The intermediate metabolizers in between may experience unpredictable, partial responses that complicate pain management without fully resolving it. For families navigating dementia care, where the person in pain may not be able to clearly say the medication is not working, this knowledge is not academic — it is practical and urgent. Caregivers should feel empowered to ask prescribing physicians whether pharmacogenomic testing has been considered, whether drug interactions might be inhibiting codeine metabolism, and whether alternative analgesics might be more reliable. Pain that goes unrecognized or untreated in dementia does real harm, and ensuring that prescribed medications can actually do their job is one of the most concrete steps caregivers and clinicians can take together.
Frequently Asked Questions
How do I know if I or my family member is a CYP2D6 poor metabolizer?
The only definitive way is through pharmacogenomic testing, which can be ordered by a physician and typically involves a simple cheek swab or blood draw. A history of codeine or tramadol providing no pain relief despite adequate dosing is a clinical clue, but genetic testing confirms the metabolizer status and provides information useful for many other medications as well.
Can a doctor tell from looking at someone whether codeine will work for them?
No. CYP2D6 metabolizer status cannot be determined by physical appearance, ethnicity, age, or any external characteristic. While population-level data shows varying frequencies of poor metabolizer status across ethnic groups, individual genetics must be assessed through laboratory testing. Assumptions based on demographics are unreliable and inappropriate.
Is tramadol affected by the same genetic issue as codeine?
Yes. Tramadol is also a prodrug that relies on CYP2D6 to be converted into its active metabolite, O-desmethyltramadol. A person who is a CYP2D6 poor metabolizer will generally get inadequate pain relief from both codeine and tramadol for the same enzymatic reason.
If codeine does not work, does that mean all opioids will fail?
No. Codeine and tramadol specifically depend on CYP2D6 conversion to be effective. Other opioids such as morphine, hydromorphone, and fentanyl are already in their active forms and do not require this metabolic step. Oxycodone is partially metabolized by CYP2D6 but retains significant direct activity. Alternative opioids can be effective even in CYP2D6 poor metabolizers, though all opioid prescribing in older adults requires careful risk assessment.
Should every dementia patient get pharmacogenomic testing?
There is no universal mandate, but a strong clinical argument can be made for it. Dementia patients often take multiple medications affected by CYP2D6 and other polymorphic enzymes, and their ability to report medication ineffectiveness or side effects is compromised. A one-time test can inform prescribing decisions across many drug classes for the remainder of the patient’s life.

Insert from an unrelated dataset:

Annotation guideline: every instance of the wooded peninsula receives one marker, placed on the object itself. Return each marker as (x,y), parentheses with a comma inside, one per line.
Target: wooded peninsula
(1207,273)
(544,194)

Can other medications I take block CYP2D6 and make codeine stop working?
Yes. Several commonly prescribed drugs are potent CYP2D6 inhibitors, including the antidepressants fluoxetine (Prozac) and paroxetine (Paxil), as well as bupropion and some others. Taking these medications can effectively turn a normal metabolizer into a poor one — a phenomenon called phenoconversion — rendering codeine ineffective even in someone whose genetics would otherwise support normal metabolism.